Comvita chair, Bridget Coates says the company continues to navigate sustained structural pressure in the Mānuka honey sector, with prolonged oversupply, pricing volatility, and softer consumer demand weighing heavily on margins.
Coates says these external pressures have been compounded by internal complexity, underperforming investments, and the cost of delivering a significant turnaround.
“We weren’t fast enough to adjust - and those same market dynamics have only intensified.

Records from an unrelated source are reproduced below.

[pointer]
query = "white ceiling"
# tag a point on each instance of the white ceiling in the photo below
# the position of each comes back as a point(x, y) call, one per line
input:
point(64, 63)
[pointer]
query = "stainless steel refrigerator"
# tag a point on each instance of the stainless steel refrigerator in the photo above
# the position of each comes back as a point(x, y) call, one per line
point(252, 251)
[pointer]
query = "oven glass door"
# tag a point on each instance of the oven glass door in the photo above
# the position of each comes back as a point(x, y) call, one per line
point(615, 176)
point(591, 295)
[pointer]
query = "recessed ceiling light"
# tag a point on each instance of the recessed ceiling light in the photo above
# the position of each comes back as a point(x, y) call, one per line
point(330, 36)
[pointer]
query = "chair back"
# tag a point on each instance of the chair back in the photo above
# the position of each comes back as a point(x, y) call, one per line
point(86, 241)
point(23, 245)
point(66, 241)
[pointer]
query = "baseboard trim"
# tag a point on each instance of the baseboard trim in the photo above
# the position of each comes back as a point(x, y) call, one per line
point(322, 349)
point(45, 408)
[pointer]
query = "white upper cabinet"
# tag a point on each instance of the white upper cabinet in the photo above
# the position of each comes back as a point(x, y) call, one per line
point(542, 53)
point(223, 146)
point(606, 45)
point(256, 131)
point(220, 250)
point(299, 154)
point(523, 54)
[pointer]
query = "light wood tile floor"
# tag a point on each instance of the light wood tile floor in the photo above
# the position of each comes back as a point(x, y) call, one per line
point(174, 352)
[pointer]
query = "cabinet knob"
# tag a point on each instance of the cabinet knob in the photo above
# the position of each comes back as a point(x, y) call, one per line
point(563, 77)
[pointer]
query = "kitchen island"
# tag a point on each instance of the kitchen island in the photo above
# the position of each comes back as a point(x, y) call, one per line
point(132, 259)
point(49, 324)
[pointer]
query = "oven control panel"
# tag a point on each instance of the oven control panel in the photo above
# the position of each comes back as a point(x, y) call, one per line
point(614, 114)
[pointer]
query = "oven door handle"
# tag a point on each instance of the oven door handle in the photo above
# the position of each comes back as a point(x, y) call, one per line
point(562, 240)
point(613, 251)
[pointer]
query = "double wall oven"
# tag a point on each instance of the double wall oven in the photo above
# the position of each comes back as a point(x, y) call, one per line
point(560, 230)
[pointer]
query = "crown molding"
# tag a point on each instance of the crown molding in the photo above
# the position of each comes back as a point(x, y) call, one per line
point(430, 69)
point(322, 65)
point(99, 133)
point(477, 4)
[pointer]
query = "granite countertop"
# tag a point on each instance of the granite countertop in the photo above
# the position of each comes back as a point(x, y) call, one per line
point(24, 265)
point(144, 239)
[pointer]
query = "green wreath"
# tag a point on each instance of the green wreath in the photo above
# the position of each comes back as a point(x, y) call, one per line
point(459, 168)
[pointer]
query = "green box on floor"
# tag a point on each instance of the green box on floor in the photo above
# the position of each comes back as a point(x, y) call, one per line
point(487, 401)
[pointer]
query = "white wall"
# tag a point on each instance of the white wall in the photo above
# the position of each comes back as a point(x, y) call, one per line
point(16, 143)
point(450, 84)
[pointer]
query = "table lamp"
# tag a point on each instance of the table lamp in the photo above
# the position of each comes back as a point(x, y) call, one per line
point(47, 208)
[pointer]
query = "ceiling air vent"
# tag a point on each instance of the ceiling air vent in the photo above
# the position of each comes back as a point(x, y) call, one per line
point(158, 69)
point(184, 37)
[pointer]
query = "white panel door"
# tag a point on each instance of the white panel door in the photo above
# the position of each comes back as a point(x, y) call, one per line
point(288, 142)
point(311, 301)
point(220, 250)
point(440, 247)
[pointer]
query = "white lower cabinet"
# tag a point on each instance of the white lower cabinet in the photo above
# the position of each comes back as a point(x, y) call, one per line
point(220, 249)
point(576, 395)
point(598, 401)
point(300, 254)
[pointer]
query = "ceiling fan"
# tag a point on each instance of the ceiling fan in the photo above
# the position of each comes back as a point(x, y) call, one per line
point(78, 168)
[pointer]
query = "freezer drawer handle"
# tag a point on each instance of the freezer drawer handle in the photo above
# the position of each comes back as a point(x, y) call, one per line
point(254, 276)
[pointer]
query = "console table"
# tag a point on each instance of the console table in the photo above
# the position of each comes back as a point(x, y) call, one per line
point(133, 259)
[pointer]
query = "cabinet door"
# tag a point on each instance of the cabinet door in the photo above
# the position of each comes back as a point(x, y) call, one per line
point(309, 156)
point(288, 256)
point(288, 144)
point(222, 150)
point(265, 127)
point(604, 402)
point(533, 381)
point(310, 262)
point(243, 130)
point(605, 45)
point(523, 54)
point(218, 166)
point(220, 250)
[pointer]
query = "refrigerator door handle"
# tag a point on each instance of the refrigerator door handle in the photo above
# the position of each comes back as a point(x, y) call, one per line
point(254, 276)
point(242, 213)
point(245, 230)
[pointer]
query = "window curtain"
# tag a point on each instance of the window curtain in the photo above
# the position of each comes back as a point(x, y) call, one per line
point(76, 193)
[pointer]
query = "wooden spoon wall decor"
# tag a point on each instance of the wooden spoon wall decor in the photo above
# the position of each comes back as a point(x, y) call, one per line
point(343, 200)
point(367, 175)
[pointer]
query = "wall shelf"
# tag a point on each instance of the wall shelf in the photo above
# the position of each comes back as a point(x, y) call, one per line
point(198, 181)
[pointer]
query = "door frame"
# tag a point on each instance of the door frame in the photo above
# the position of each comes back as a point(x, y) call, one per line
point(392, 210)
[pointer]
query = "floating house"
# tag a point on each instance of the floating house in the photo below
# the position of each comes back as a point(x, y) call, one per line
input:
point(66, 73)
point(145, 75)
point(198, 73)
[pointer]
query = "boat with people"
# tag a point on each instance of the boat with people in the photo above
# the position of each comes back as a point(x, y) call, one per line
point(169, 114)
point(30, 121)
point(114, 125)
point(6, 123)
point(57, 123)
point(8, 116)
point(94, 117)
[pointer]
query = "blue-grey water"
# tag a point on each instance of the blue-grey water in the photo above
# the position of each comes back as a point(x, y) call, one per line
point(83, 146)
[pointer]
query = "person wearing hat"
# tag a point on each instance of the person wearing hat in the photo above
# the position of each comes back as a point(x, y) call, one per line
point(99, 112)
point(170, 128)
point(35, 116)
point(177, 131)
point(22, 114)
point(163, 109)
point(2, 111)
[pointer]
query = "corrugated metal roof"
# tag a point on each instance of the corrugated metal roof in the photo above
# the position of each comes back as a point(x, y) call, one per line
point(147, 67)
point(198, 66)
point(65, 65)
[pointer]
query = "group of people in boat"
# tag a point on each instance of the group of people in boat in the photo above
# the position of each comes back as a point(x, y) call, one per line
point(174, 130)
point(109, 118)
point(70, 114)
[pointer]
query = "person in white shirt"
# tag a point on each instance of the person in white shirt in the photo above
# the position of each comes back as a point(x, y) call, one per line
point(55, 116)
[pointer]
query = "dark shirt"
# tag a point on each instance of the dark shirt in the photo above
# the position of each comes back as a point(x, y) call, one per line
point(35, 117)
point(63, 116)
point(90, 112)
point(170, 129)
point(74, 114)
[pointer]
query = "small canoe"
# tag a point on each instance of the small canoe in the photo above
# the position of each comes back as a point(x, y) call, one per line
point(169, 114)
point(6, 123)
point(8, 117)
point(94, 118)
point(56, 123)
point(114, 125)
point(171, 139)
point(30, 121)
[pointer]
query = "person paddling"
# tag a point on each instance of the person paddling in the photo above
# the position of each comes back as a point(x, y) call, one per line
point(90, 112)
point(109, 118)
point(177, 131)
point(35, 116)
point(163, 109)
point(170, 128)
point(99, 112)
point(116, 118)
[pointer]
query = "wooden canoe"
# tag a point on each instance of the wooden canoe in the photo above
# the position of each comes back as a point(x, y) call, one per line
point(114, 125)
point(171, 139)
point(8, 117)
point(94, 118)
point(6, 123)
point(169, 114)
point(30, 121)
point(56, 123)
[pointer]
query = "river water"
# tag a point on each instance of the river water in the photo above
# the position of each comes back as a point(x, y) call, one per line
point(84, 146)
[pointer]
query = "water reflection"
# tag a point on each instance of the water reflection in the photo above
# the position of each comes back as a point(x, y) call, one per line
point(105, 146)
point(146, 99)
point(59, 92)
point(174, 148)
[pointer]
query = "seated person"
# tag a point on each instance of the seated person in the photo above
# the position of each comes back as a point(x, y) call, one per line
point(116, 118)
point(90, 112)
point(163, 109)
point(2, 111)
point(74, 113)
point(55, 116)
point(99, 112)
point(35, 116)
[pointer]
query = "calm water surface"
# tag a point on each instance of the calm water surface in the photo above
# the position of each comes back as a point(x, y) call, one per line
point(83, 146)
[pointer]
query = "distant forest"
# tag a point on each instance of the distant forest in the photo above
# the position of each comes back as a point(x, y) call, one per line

“Limited financial headroom and capital constraints have further restricted the Company’s ability to respond at pace. As a result, FY25 performance was materially impacted, including significant impairments.
“We recognise the impact this has had on our shareholders and the importance of delivering a clear path forward.
“The company has taken urgent and decisive action to strengthen its balance sheet and operational footing, and important progress has been made. Free cash flow is now positive, net debt has been reduced, and greater discipline has been applied to inventory and cost management. These are early but important signs that the reset is beginning to take hold.
“However, the scale of the challenges means the reset alone will not be enough to restore balance sheet strength. That is why, following a comprehensive review of all strategic options, the board signed a Scheme Implementation Agreement with Florenz in August.
“In our view, the scheme provides greater certainty in a difficult environment, a choice for our diverse shareholder base and the strongest foundation for Comvita’s long-term brand, people, and market leadership.”
Comvita’s revenue for year ending June 2025 reached $192m, 4% lower than the previous year. Gross profit was 24% to $82m and net loss 30% worse than the previous year.
Performance across Comvita’s global markets was mixed in FY25, with strong growth in North America and wider Asia offset by decline in China and Australia and NZ.
China remained the most challenging market, with sales down 10.9% and profit down 24.8% versus FY24. Economic slowdown and oversupply pressured margins, and recovery is expected to be slow despite early gains from distribution resets and structural simplification, the company says.